2 Replies Latest reply: Dec 4, 2012 3:44 PM by Frank Kulash RSS

    problem with regexp_substr

    Arash
      hi
      i have a string like this:

      '0+1+1+0'

      i want to split this string into

      '0+1'
      '1+1'
      '1+0'

      when i use regexp_substr in this query:

      select regexp_substr('0+1+1+0','[[:digit:]]\+[[:digit:]]',1,1) from dual

      this return first section:
      '0+1'

      when i use this query to return second section:
      select regexp_substr('0+1+1+0','[[:digit:]]\+[[:digit:]]',1,2) from dual

      this return
      '1+0' and i miss '1+1'

      i try to solve this problem and i write this query:

      select regexp_substr('0+1+1+0','[[:digit:]]\+[[:digit:]]',2,1) from dual

      this return '1+1'
      but i don't want to change starting position.

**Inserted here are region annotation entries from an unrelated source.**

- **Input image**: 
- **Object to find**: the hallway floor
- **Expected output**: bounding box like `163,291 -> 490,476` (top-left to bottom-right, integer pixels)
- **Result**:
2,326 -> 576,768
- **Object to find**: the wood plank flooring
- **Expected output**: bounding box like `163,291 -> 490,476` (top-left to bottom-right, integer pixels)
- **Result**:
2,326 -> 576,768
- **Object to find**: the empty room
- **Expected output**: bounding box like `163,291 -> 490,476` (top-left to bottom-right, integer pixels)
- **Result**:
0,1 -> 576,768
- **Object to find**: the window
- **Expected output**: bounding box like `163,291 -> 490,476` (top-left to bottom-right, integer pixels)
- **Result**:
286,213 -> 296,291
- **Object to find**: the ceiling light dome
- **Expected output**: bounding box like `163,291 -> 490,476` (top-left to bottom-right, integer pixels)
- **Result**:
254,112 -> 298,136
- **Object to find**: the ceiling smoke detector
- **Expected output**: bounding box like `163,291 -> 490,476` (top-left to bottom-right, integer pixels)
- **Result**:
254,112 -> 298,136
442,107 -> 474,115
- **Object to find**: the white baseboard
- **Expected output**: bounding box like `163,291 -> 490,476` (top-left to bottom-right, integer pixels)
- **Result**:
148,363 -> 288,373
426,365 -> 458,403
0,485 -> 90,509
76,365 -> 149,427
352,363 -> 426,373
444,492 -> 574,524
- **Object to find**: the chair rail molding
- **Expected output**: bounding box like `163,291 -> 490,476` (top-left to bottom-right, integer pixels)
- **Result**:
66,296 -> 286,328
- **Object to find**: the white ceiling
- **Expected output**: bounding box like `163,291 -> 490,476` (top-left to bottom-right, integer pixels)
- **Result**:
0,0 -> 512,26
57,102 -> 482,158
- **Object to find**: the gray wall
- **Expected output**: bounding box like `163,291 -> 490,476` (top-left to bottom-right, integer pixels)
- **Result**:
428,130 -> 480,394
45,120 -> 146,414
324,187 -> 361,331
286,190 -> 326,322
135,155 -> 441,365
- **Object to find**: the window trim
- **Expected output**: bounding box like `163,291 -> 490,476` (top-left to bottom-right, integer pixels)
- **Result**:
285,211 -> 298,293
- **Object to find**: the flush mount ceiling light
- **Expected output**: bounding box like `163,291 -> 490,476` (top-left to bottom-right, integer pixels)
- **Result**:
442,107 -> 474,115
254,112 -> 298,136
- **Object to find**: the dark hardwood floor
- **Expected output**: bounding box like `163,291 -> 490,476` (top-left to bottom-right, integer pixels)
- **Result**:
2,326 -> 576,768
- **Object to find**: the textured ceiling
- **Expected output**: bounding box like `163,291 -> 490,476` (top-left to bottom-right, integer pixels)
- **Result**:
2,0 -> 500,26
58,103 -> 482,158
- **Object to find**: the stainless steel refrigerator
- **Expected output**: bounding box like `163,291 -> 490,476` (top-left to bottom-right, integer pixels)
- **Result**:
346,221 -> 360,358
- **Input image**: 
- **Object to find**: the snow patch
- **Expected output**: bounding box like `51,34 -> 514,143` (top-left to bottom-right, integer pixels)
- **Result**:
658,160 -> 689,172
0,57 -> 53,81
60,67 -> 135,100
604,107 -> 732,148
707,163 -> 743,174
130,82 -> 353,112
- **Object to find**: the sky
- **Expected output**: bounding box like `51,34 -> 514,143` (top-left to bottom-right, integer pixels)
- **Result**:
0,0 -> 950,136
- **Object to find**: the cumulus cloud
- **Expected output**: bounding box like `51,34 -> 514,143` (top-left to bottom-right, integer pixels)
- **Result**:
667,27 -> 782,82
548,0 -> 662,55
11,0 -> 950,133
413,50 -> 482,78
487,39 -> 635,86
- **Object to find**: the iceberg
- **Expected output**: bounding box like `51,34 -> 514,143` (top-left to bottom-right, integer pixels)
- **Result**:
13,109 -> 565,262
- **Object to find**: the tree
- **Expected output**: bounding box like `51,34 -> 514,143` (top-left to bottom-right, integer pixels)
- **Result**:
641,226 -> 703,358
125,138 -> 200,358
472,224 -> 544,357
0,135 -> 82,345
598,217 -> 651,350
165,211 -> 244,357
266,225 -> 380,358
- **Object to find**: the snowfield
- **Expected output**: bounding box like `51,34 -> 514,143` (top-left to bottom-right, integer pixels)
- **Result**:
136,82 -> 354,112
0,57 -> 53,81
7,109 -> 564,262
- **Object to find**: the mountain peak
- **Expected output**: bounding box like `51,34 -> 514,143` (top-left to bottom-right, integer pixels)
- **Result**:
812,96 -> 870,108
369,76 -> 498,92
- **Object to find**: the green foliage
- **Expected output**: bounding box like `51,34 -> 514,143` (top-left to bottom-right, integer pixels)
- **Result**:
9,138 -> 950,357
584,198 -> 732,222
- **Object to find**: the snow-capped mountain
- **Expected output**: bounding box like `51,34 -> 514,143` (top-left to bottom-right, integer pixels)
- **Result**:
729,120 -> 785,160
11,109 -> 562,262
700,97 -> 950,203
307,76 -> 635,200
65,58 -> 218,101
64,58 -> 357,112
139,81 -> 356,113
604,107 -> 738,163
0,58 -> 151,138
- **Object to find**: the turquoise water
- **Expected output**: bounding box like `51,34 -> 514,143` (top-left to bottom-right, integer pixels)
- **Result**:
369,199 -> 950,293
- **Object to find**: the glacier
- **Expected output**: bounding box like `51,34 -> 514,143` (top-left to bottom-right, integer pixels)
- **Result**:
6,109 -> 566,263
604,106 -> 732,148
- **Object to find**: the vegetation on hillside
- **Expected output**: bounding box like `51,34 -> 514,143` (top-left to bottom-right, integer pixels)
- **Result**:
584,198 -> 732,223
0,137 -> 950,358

      how can i solve this problem.

      thanks
        • 1. Re: problem with regexp_substr
          Solomon Yakobson
          Arash wrote:
          but i don't want to change starting position.
          But you have to. The following will work regardless how many rows you have in the table and how many addendseach row has:
          with sample_table as (
                                select '0+1+1+0' str from dual union all
                                select '5+55+555+5555+55555' str from dual
                               )
          select  str,
                  column_value piece,
                  regexp_substr(
                                str,
                                '(\d+\+\d+)',
                                instr('+' || str,'+',1,column_value)
                               ) sub_str
            from  sample_table,
                  table(
                        cast(
                             multiset(
                                      select  level
                                        from  dual
                                        connect by level <= regexp_count(str,'\+')
                                     )
                             as sys.OdciNumberList
                            )
                       )
          /
          
          STR                      PIECE SUB_STR
          ------------------- ---------- -------------------
          0+1+1+0                      1 0+1
          0+1+1+0                      2 1+1
          0+1+1+0                      3 1+0
          5+55+555+5555+55555          1 5+55
          5+55+555+5555+55555          2 55+555
          5+55+555+5555+55555          3 555+5555
          5+55+555+5555+55555          4 5555+55555
          
          7 rows selected.
          
          SQL> 
          SY.
          • 2. Re: problem with regexp_substr
            Frank Kulash
            Hi,
            Arash wrote:
            ... when i use this query to return second section:
            select regexp_substr('0+1+1+0','[[:digit:]]\+[[:digit:]]',1,2) from dual

            this return
            '1+0' and i miss '1+1'
            To be more exact, it doesn't even consider '1+1'. When it finds the 1st and 2nd numbers, that's match #1. The '1' that ended match #1 can't also be used in the pattern for match #2, so the search for match #2 is conducted only in the sub-string '+1+0'.
            i try to solve this problem and i write this query:

            select regexp_substr('0+1+1+0','[[:digit:]]\+[[:digit:]]',2,1) from dual

            this return '1+1'
            but i don't want to change starting position.
            Why don't you want to change starting position, if that's the simplest, most efficient way to get the correct results?
            how can i solve this problem.
            Here's one way, that doesn't involve changing the starting position:
            SELECT  REGEXP_SUBSTR (str,            '\d+\+\d+'                )     AS pair_1
            ,     REGEXP_SUBSTR (str, '(\d+\+){1}(\d+\+\d+)', 1, 1, NULL, 2)     AS pair_2
            ,     REGEXP_SUBSTR (str, '(\d+\+){2}(\d+\+\d+)', 1, 1, NULL, 2)     AS pair_3
            --                         This number  ^  is pair_num - 1
            FROM    table_x
            ;
            The formula for the first pair is simler than the others.
            The forumla for all the pairs after the first one is the same, except that the repeat count (inside the curly brackets) in the 2nd argument changes.